A phone with earphones plugged in, displaying the Spotify logo. “spotify musique mp3” by downloadsource.fr is licensed under CC BY 2.0.
In 2016, Spotify launched a viral campaign called “Spotify Wrapped,” which aggregates users’ listening activity and info from the past year, showing key statistics like how many minutes of music they listened to, their top artists, genres, and songs. Since then, people have annually taken to social media to post the highlights of their Spotify Wrapped and reflect on their public-facing reputation. Streaming services like Spotify and Apple Music feature social media-like interfaces, including a profile, friends list, and listening activity streams, which broadcast private listening activity to virtual communities. Features like these pose questions about how data collection and streaming shape how we perform our identities.

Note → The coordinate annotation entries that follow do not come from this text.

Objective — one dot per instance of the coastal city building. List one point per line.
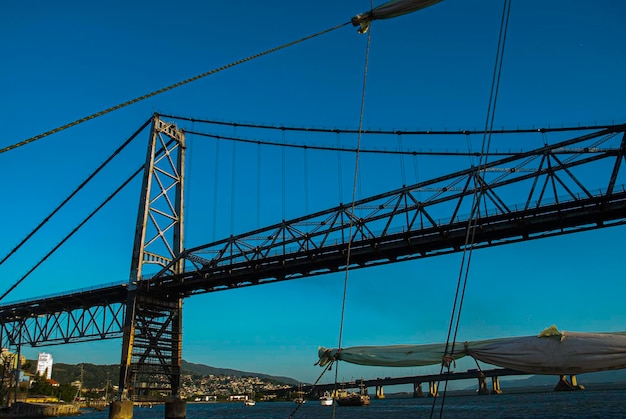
(44, 365)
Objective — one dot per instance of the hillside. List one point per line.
(96, 376)
(207, 370)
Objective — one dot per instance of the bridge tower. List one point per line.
(152, 333)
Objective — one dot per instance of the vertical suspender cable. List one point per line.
(233, 184)
(258, 186)
(216, 166)
(339, 175)
(478, 190)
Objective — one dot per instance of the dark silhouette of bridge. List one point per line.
(524, 196)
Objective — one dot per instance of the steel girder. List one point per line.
(569, 186)
(81, 316)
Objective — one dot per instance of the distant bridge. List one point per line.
(571, 186)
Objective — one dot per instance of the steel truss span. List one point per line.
(571, 186)
(574, 185)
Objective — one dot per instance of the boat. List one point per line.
(250, 400)
(346, 398)
(551, 352)
(326, 399)
(300, 399)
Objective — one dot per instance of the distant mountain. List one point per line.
(96, 376)
(202, 369)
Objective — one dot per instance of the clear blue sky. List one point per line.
(564, 65)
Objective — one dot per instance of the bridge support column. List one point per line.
(568, 385)
(417, 390)
(482, 384)
(495, 383)
(121, 410)
(175, 408)
(433, 389)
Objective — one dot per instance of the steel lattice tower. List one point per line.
(152, 335)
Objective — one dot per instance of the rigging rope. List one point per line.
(455, 316)
(354, 196)
(165, 89)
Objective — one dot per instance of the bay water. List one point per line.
(605, 403)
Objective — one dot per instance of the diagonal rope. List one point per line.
(165, 89)
(455, 316)
(354, 192)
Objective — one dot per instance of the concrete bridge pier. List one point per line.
(417, 390)
(482, 384)
(121, 409)
(568, 385)
(433, 390)
(175, 408)
(495, 385)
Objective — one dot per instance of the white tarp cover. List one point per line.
(389, 10)
(551, 352)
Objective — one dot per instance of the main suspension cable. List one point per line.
(78, 189)
(165, 89)
(67, 237)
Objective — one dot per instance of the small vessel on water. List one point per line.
(326, 399)
(300, 399)
(249, 401)
(346, 398)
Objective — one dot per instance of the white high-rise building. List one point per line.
(44, 365)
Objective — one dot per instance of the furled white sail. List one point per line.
(389, 10)
(551, 352)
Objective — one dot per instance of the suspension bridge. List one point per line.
(570, 184)
(529, 195)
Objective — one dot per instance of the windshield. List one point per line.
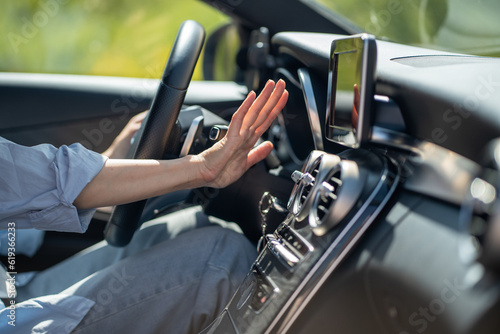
(465, 26)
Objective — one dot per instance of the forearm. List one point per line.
(125, 181)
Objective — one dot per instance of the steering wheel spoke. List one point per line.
(152, 141)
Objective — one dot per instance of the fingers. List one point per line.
(259, 153)
(239, 115)
(257, 113)
(258, 105)
(272, 115)
(270, 104)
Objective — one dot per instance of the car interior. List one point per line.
(378, 210)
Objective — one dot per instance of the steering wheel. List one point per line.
(152, 139)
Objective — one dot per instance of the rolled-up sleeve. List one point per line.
(39, 184)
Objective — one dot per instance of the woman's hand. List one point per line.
(231, 157)
(122, 181)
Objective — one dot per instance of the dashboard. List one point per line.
(381, 231)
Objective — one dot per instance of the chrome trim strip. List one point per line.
(312, 109)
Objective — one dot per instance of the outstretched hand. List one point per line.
(230, 158)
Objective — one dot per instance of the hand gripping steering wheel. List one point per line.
(152, 139)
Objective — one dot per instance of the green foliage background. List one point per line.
(133, 38)
(112, 37)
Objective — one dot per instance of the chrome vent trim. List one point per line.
(300, 199)
(337, 193)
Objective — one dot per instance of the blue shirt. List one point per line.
(38, 186)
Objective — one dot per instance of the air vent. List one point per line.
(307, 185)
(335, 196)
(305, 181)
(328, 194)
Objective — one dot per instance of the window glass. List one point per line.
(465, 26)
(94, 37)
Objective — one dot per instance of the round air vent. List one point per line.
(304, 184)
(336, 194)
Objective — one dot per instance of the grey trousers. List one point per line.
(176, 275)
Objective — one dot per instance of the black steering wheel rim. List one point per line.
(152, 141)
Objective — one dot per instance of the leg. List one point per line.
(178, 286)
(101, 255)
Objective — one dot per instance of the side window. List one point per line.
(93, 37)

In a recent article, Michael James Walsh argues that self-presentation via social media contributes to the blurring between our public and private identities. Walsh draws from Erving Goffman, who likens interactions to performances on a stage. The front stage is carefully managed to ensure a convincing performance to others, while the backstage is where we prepare for these performances. In the backstage, nobody is watching, so we can be our “true selves.”
Through interviews with music streaming service users in Australia during COVID-19, Walsh found that blending social media and music listening enables distant individuals to monitor and react to each other’s taste in music. Spotify’s social media-like features heighten user’s consciousness of what they are listening to and how their social networks may react. One interviewee expressed discomfort with how their music and state of mind are broadcasted to their social networks: “Sometimes you listen to things in a personal context. You don’t necessarily want to communicate how you’re feeling with other people.” Another interviewee cited the Spotify Wrapped feature as a source of undesired self-consciousness: “There’s that wrap up at the end of the year. So, I’m also slightly conscious of how much I’m listening to something and, you know, like it’s not… is it embarrassing, but is it?”Walsh finds that users also feel resigned to the sheer amount of data collection we experience today. Compared to previous eras of private listening, from records to cassette tapes to CDs to iPods, streaming services make listening activity broadcastable to friends and followers and recorded by companies. Ultimately, this article highlights how the social media-like features of music streaming today contribute to worries about our public reputation and the burden of constant data collection.